Nanaimo’s wet coastal winters don’t just slow down earthworks—they can ruin a lift of compacted fill overnight if the density isn’t verified. With the city spread across weathered sandstone benches and glacial till slopes, getting uniform compaction is a constant fight against moisture sensitivity and variable subgrade. The field density test, using the sand cone method, remains the most straightforward way to confirm that backfill around a foundation or bedding under a utility trench actually meets the project’s compaction spec. Our team runs these checks across Nanaimo—from new subdivisions near Departure Bay to commercial pads in the south-end industrial parks—bringing calibrated sand, cones, and a healthy respect for the rain that can skew a reading. When the subgrade conditions look marginal, we often pair the test with a soil grain-size analysis to understand whether the fill material itself is the problem, or if the compaction effort needs adjustment.

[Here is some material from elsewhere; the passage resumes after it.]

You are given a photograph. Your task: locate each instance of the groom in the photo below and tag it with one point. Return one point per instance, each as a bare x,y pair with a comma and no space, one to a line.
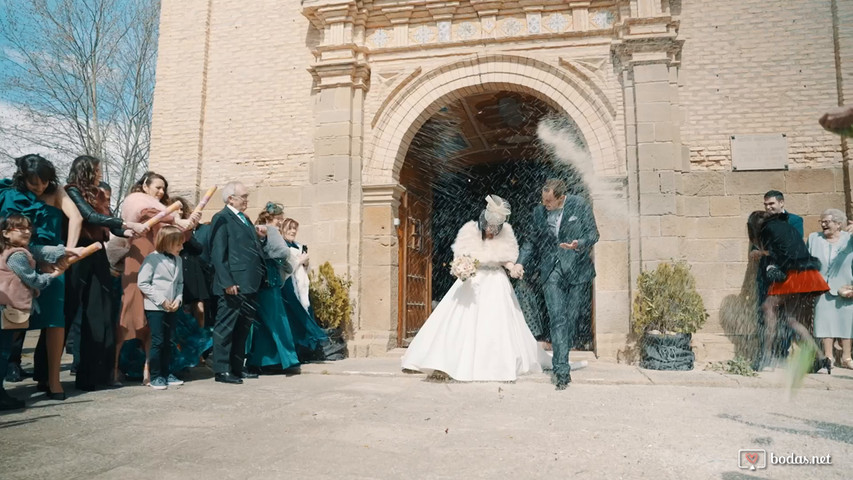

A density test is a snapshot of one lift at one moment. In a place where the water table can rise two feet overnight, that snapshot matters more than the spec implies.
Technical details of the service in Nanaimo

Risks and considerations in Nanaimo
Nanaimo’s development history left a patchwork of ground conditions that still affect compaction today. The downtown core sits on fill overlying the original shoreline and creek beds; older neighbourhoods near the hospital are built on cut-and-fill benches where the fill depth varies unpredictably. Even a few metres of lateral change can put you from competent compacted till into loose, wet reworked material. Skipping a field density test in these transition zones is a gamble—we have seen differential settlement crack a foundation wall within two years of construction, and the repair cost dwarfed what a day of testing would have run. The sand cone method gives you a defensible density number tied to a specific location and depth, which becomes critical documentation if a dispute arises with the municipality’s building inspection division or an adjacent property owner.
Our services
The sand cone test is one piece of a broader field and lab program. For a typical Nanaimo project—say a commercial building pad or a townhouse complex with underground parking—the following services often run alongside the density work.
Field Density by Sand Cone
On-site determination of in-place dry density and percent compaction per ASTM D1556, covering structural fill, utility trench backfill, and subgrade preparation across Nanaimo.
Proctor Compaction Testing
Laboratory standard and modified Proctor curves (ASTM D698 / D1557) to establish the target moisture-density relationship for the specific fill material being used on your site.
Fill Material Suitability Assessment
Grain-size analysis and Atterberg limits to evaluate whether imported or on-site fill meets the gradation and plasticity requirements before compaction begins.
Quick answers
How much does a sand cone density test cost in Nanaimo?
For a standard call-out with multiple test locations around Nanaimo, a single field density test typically runs between CA$140 and CA$190, depending on travel distance and the number of tests required on the same visit. A full-day rate with several tests offers better value than booking one-off visits.
How soon after compaction can the test be performed?
The test can be performed immediately after the lift is compacted, provided the surface is stable and the equipment can be set up without disturbing the lift. On Nanaimo sites in wet weather, we may recommend waiting until free surface water drains off the test area, which usually takes less than an hour with proper grading.
What is the minimum number of tests required per lift?
The BC Building Code does not prescribe a fixed minimum, but industry practice in Nanaimo follows a guideline of at least one test per 500 m² per lift for structural fill, with additional tests near retaining walls, foundation edges, and utility penetrations where compaction is hardest to achieve consistently.
Can the sand cone method be used in coarse gravel or crushed rock?
It can, but with limitations. When the maximum particle size exceeds about 50 mm, the hole volume becomes less reliable because large particles distort the cavity shape. In those cases we often recommend a larger-volume replacement method or a plate load test to evaluate the fill’s stiffness directly instead of relying solely on density.